Makrelen, Hornhechte ev. auch Bonitos sind doch im Freiwasser vom Grund recht unabhängig? Sind die um Cres nicht zu erwarten?

Ich hab mir jetzt mal um die Insel einige Stellen ausgespäht, die für mich unter der Anleitung von Zulu vielversprechend aussehen. Freue mich auf Einschätzungen oder weitere Einträge (PN mit Mailadresse).

Hab das anhand GoogleMaps und dieser Seekarte gemacht.
Weis mir jemand ne Quelle für eine Erkährung der Kürzel?
Bin im Netz gescheitert...

http://goo.gl/maps/rOkWk


----------



## zulu (14. März 2013)

*AW: Kroatien / Cres / Kovačine*

Boops Boops / Gelbstriemenbrasse / Ochsenaugenfisch / Blöker
Wow, das Kerlchen hat viel Namen... aber Google kennt keine Angler die auf ihn Jagt machen. Wie fängt man die?

Ich finds gut das wir uns verstehen
du hast einen plan !


Auf den Blöker muss man auch keine jagd machen 

der beißt so nebenher

manchmal schon lästig

er schmeckt uns auch nicht wirklich

ist nur ein fisch der anderen fischen sehr gut schmeckt

wenn du weißt was ich meine

fressen tun die alles

sehr gerne teig,

 lach nicht !

 mehl+wasser kneten , eine sardine mit rein

einem kleinen kalmar -fetzen kann er auch nicht wiederstehen


----------



## zulu (14. März 2013)

*AW: Kroatien / Cres / Kovačine*

*Makrelen, Hornhechte ev. auch Bonitos sind doch im Freiwasser vom Grund recht unabhängig? Sind die um Cres nicht zu erwarten?*

Die sind da

musst sie nur anlocken

immer etwas frisches futter rauslassen

 vielleicht nicht am ersten tag

aber das ist wie mit den karpfen

wenn du immer an der gleichen stelle bist und fütterst

so nach 3-4 tagen sollte sich das rumgeschmeckt haben

mach dir gedanken über einen anker  wenigstens 80m  ankerseil und eine boje - kanister reicht 

Bei aller euphorie , suche dir mit dem kleinen boot einen sicheren platz nah am land.

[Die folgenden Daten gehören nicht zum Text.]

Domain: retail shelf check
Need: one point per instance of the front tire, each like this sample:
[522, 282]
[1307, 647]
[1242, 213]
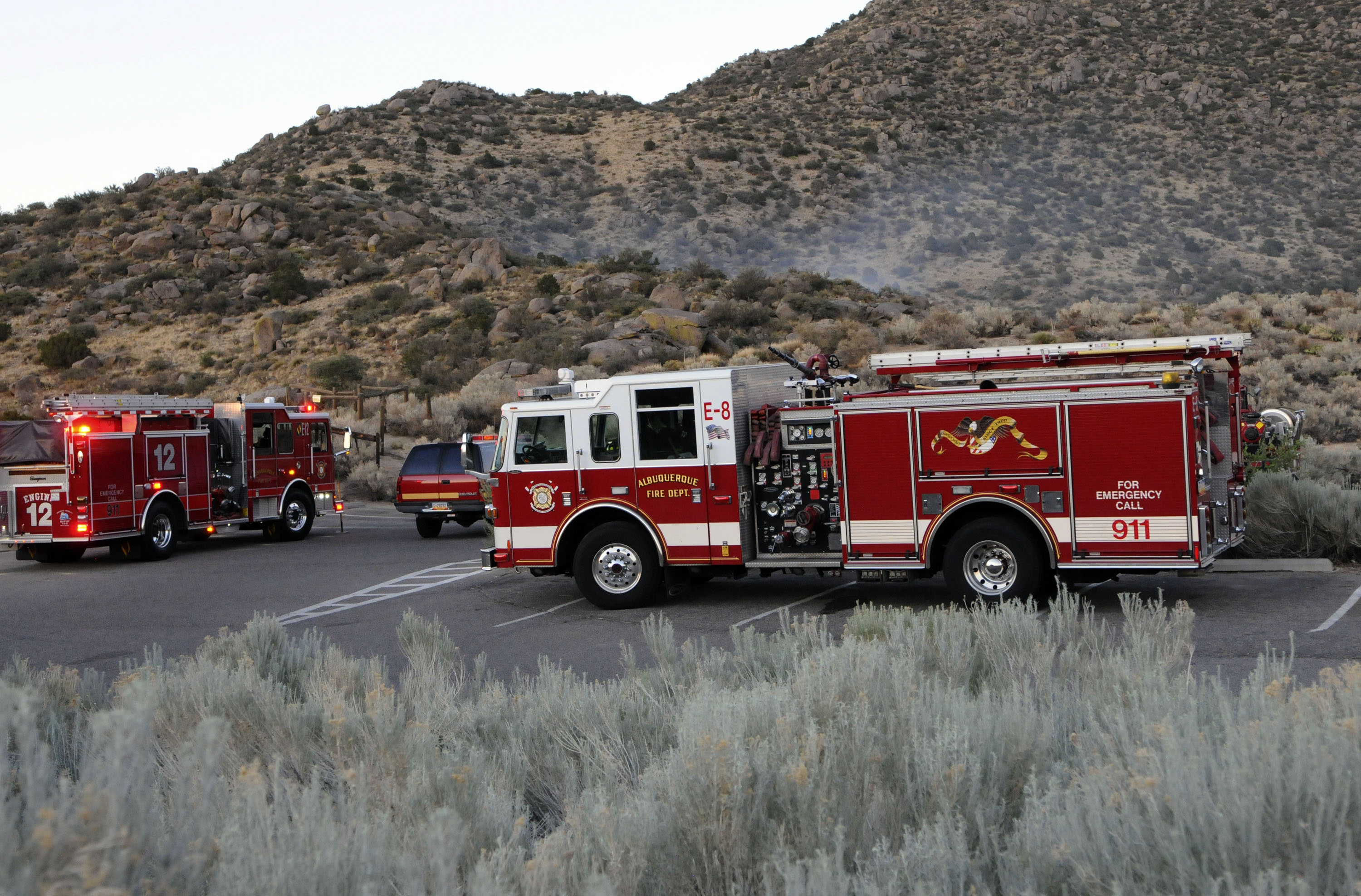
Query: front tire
[994, 560]
[296, 521]
[158, 536]
[616, 567]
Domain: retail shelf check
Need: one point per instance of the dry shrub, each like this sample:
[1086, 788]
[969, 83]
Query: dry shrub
[1303, 518]
[946, 328]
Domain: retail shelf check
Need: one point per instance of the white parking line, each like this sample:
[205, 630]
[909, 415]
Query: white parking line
[761, 616]
[399, 588]
[1341, 612]
[538, 615]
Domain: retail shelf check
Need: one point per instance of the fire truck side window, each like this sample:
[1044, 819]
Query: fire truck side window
[666, 424]
[605, 437]
[541, 440]
[262, 432]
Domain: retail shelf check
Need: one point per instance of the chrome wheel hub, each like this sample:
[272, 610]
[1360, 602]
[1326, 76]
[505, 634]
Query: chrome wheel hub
[161, 532]
[990, 568]
[617, 568]
[294, 517]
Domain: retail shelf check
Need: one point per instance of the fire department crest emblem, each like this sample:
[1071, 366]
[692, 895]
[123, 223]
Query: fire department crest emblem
[980, 436]
[542, 498]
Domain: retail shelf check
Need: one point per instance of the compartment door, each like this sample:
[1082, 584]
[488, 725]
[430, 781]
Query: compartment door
[878, 506]
[1130, 480]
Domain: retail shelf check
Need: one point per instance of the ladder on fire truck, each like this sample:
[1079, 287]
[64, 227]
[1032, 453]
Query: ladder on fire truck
[126, 403]
[1115, 354]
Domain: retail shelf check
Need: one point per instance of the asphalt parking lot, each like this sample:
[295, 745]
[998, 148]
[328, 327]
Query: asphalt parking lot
[356, 586]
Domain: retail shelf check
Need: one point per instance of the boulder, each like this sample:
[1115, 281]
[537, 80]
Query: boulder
[165, 290]
[152, 243]
[613, 350]
[681, 327]
[222, 215]
[267, 333]
[625, 282]
[333, 122]
[670, 296]
[401, 220]
[712, 345]
[428, 284]
[256, 229]
[113, 290]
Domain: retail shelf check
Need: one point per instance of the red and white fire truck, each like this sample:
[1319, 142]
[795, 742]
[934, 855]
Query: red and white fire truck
[999, 468]
[141, 472]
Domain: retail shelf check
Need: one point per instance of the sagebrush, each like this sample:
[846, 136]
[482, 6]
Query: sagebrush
[984, 751]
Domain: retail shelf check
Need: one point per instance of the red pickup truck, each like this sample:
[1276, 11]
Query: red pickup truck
[437, 483]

auf der nord-ost seite können dich besonders im sommer sehr gefährliche winde überraschen

du hast nur einen e-motor und 2 ruder* hoffe ich doch


----------



## Ichamel (15. März 2013)

*AW: Kroatien / Cres / Kovačine*



zulu schrieb:


> mach dir gedanken über einen anker  wenigstens 80m  ankerseil und eine boje - kanister reicht


Um den Futterplatz zu markieren, Ja? Kann ich das überall einfach machen?
Denke ich werde es am / vor dem Riff direkt vor Kovacine versuchen, wenn die Taucher nichts dagegen haben.
Da kann ich täglich hin und ein wenig anfüttern.
Oder etwas weiter Nördlich vor einer Spitze.



zulu schrieb:


> Bei aller euphorie, suche dir mit dem kleinen boot einen sicheren platz nah am land.
> 
> auf der nord-ost seite können dich besonders im sommer sehr gefährliche winde überraschen
> 
> du hast nur einen e-motor und 2 ruder* hoffe ich doch


Klar hab ich Ruder. Ich denke im Osten werde ich kaum auf den Kanal rausfahren.
Eher die beiden Buchten U Koromacna / Rt Sc Duh und die Bucht vor den Cutin Inseln. 
Da muss ich nicht weit raus denke ich, um schöne Plätze zu finden oder etwas zu schleppen!?


----------



## zulu (15. März 2013)

*AW: Kroatien / Cres / Kovačine*

*Um den Futterplatz zu markieren, Ja? Kann ich das überall einfach machen?
Denke ich werde es am / vor dem Riff direkt vor Kovacine versuchen, wenn die Taucher nichts dagegen haben
*

nee, natürlich um dich da fest zu machen wenn du angelst
grunsätzlich ist das erlaubt

festmachen, füttern , angeln, 

du musst acht geben, selbstverständlich gibt es überall ankerverbote besonders da wo fähren usw unterwegs sind

frag da genau nach

tauchern gehe besser aus dem weg

die hassen angler , schneiden dir die boje ab
nicht die harpunettis, die sind freundlich, du lockst ihnen ja die fische an.
. sondern. 

die tauchtouris und deren guides sind das problem wenn du an deren spots fischt


----------



## Ichamel (15. März 2013)

*AW: Kroatien / Cres / Kovačine*



zulu schrieb:


> nee, natürlich um dich da fest zu machen wenn du angelst
> grunsätzlich ist das erlaubt


Anker und 50m Ankerseil hab ich im Boot. Werde da wohl noch mal etwas Verlängerung dranmachen für die Tiefen.
Der Anker hat allerdings nur 4Kg, wird etwas wenig sein bei der Tiefe und eher matschigem Grund oder? 
Die Boje mit Anker dann am Platz liegen lassen um beim nächsten mal einfach wieder anzulegen, ja? Also doch Markierung oder versteh ich was nicht?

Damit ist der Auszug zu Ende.